"Keep cool all," commanded Snowling. "Let 'em know as we're Britons. Give her another peppering, Mark!"
Mark and his assistants had already shown that they were better gun-layers than their enemies, and their next cannonade sent splinters flying from the destroyer's decks. Her wireless machinery and aerial was already wrecked. Her guns were silent for a while as she manoeuvred to discharge a torpedo.
Suddenly Harry Snowling put his helm hard over, the Dainty swung round bow on, and she raced forward like a mad animal direct for the destroyer and crashed into her amidships, her powerful prow smashing like a battering-ram into the steel plates.
The destroyer's bridge fell over, and the five officers and men who had stood upon it were flung headlong into the sea.
The trawler's engines were reversed. She backed out of the gaping hole she had made and then stood still as if to take breath after her exertion.

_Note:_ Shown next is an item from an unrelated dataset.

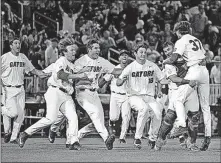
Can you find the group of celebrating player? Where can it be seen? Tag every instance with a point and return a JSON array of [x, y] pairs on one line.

The German boat, badly damaged, but not injured below water, just turned round, and, without waiting to pick up any of her men in the sea, made off as fast as her condition would allow her in the direction in which she was originally going.
"And now," said Harry Snowling, when the survivors had been picked up and stowed safely below, "I reckon we may as well steer straight for home and get a coat of paint over them scratches on our bows."
CHAPTER XXIV.
THE MEETING ON THE CLIFF.
"Beautiful view from here," remarked the stranger, dropping the stub of his cigarette on the pavement of the esplanade. "I should say it must be sharming in der spring, ven der gorse vos all in bloom. It minds me of Scotland."
He spoke very softly, with a slightly Scotch accent—or was it merely broken English? Mr. Croucher took it to be Scotch; but he was not very quick at recognising accent, and perhaps it was the reference to Scotland which gave him the idea.